Upload folder using huggingface_hub

39c7ec2 verified 13 days ago

2.08 kB

license: other
license_name: kimi-k2-derivative
tags:
  - speculative-decoding
  - dflash
  - sglang
  - draft-model
  - kimi-k2
extra_gated_prompt: >-
  This is a research preview draft model. Access is granted manually. By
  requesting access you agree to use it for research/evaluation and understand
  it is an early, single-config checkpoint.
extra_gated_fields:
  Intended use: text
  Affiliation: text

Kimi-K2.7-coder-DFLASH-preview

A DFlash (block-diffusion) speculative-decoding draft model for an ablated Kimi-K2.7-Code target. Research preview.

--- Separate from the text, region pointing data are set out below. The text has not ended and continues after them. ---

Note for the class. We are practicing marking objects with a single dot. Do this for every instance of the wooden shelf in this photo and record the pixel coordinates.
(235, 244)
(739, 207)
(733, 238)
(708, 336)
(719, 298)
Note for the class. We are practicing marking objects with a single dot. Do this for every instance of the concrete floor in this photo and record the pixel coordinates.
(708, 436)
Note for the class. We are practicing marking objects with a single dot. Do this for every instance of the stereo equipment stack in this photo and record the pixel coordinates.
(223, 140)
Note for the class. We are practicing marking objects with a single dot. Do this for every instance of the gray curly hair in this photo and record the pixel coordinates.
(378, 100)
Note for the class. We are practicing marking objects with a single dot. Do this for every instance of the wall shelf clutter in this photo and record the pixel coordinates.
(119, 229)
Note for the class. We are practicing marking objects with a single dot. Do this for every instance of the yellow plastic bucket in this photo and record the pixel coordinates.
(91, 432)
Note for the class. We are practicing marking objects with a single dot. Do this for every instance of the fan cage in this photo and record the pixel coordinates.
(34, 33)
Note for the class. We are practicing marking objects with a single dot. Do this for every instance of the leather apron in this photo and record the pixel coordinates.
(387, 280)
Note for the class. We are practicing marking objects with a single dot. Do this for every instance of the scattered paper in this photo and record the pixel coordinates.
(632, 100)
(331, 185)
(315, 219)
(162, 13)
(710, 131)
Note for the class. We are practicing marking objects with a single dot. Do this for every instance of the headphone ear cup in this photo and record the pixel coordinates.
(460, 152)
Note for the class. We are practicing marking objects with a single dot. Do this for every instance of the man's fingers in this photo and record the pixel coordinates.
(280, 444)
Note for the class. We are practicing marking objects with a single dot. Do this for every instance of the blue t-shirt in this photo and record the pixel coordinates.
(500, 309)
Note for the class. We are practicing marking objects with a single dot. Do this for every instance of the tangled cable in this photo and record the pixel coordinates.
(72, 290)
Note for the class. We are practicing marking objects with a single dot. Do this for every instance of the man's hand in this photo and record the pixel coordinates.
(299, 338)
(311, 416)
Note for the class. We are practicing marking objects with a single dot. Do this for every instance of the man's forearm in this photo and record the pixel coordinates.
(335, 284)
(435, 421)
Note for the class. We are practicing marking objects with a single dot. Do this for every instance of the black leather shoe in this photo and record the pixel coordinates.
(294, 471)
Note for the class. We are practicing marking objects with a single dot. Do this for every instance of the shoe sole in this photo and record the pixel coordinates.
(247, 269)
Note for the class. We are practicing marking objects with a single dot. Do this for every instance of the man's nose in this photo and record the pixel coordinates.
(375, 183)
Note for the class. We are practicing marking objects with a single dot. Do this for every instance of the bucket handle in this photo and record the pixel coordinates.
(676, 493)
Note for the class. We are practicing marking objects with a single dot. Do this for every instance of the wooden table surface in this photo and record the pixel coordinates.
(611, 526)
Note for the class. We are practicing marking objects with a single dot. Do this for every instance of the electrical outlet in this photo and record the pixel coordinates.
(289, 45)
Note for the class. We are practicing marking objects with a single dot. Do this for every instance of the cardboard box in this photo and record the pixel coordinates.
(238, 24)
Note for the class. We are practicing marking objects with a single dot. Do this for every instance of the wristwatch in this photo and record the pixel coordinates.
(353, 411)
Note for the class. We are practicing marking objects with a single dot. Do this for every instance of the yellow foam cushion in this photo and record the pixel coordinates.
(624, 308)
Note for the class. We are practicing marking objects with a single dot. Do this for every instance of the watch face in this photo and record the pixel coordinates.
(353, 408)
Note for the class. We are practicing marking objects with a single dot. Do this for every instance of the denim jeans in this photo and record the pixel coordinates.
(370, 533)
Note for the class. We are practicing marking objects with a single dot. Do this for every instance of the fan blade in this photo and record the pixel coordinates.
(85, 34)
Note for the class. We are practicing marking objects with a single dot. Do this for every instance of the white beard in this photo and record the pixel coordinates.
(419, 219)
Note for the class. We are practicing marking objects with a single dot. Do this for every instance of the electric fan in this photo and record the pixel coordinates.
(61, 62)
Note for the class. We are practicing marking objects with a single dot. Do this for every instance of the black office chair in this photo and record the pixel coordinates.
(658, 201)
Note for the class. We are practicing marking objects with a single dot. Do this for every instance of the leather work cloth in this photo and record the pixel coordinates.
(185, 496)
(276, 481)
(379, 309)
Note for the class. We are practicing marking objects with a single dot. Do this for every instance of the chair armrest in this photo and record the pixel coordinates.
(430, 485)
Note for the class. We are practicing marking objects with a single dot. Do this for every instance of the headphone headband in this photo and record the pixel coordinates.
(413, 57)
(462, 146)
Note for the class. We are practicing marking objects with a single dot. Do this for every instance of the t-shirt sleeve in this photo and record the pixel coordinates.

Trained with SpecForge (online DFlash training).
Trained on only ~55k samples (single corpus, a few epochs) — deliberately small; this is a preview.
On our ablated Kimi-K2.7-Code target it already beats a misaligned EAGLE3 drafter (a K2.6 EAGLE3 head used on K2.7-Code): measured mean accept length ~2.5 vs ~1.9, ~1.3x single-stream decode speedup, with peaks of 4.6-5.2 on long free-form code bodies.
Architecture: DFlashDraftModel (5 layers, hidden 7168), train block size 16 / infer 8, target layer ids capture, mask token id 163838.

Serving (sglang)

Serve against the matching target with DFLASH speculative decoding:

python -m sglang.launch_server --model-path <kimi-k2.7-code-target> --tp 4 \
  --speculative-algorithm DFLASH \
  --speculative-draft-model-path Kimi-K2.7-coder-DFLASH-preview \
  --speculative-eagle-topk 1 --speculative-dflash-block-size 8 --speculative-num-draft-tokens 8

Production / structured outputs

Stock sglang DFLASH rejects grammar-constrained requests (JSON schema / regex / tool schemas). Support for that — so this drafter keeps its speedup on coding-CLI JSON (thin envelope around a large code/diff string) — is proposed upstream in sgl-project/sglang PR #28943.

Limitations

Early preview (small data, single config); acceptance plateaus and is not yet tuned.
Must be paired with the matching ablated Kimi-K2.7-Code target; not a standalone model.